Figure 11. Deletion of MoPEX13 or MoPEX14 reduced the tolerance of the mutants to cell wall interference agents. (a) The ∆mopex13, ∆mopex14 and wild type strain were cultured on CM supplemented with Congo red (100 µg/ml) or Calcofluor white (50 µM) for 7 days. (b&c) Statistical comparison of the radial growth of the strains. Error bars represent the deviation from three replicates, and double asterisks indicate significant differences in comparison to the wild type at P < 0.01.

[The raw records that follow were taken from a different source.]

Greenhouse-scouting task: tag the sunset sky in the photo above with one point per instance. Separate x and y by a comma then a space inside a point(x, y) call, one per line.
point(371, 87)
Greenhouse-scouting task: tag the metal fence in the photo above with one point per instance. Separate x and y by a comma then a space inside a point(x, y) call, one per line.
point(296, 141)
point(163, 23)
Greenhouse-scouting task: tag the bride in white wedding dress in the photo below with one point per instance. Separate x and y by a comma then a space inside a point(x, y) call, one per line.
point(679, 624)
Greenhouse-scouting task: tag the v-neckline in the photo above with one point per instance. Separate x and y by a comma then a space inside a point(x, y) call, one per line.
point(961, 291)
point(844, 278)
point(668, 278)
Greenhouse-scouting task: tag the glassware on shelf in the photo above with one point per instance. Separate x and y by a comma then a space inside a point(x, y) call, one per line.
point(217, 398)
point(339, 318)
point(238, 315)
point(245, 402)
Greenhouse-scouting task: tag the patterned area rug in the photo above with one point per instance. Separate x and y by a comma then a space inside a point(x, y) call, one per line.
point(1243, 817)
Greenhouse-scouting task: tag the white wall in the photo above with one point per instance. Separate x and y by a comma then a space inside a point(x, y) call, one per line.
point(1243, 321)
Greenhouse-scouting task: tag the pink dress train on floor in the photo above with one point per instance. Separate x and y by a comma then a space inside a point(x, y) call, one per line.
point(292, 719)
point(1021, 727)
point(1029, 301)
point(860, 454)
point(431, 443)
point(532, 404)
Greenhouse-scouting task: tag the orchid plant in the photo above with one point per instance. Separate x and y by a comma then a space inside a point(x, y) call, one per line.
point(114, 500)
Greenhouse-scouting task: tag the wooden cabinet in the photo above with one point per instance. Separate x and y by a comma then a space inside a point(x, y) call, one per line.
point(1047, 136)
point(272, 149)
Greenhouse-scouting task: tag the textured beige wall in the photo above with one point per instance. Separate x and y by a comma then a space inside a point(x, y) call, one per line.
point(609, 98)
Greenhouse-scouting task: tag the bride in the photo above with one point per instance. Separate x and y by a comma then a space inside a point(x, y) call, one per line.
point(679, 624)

Figure 12. Mopex13 and Mopex14 are required in sexual reproduction of M. oryzae. The ∆mopex13, ∆mopex14 and ∆mopex14/17 mutants derived from Guy-11 strain and those from 2539 strain were cross-cultured on oatmeal agar plates at 22°C for 30 days. (a) The asci formed at the junction of the strains were recorded. (b) Magnified images of the junction areas of the strains. Bars in the upper panel = 5 mm; bars in the lower panel = 1000 μm.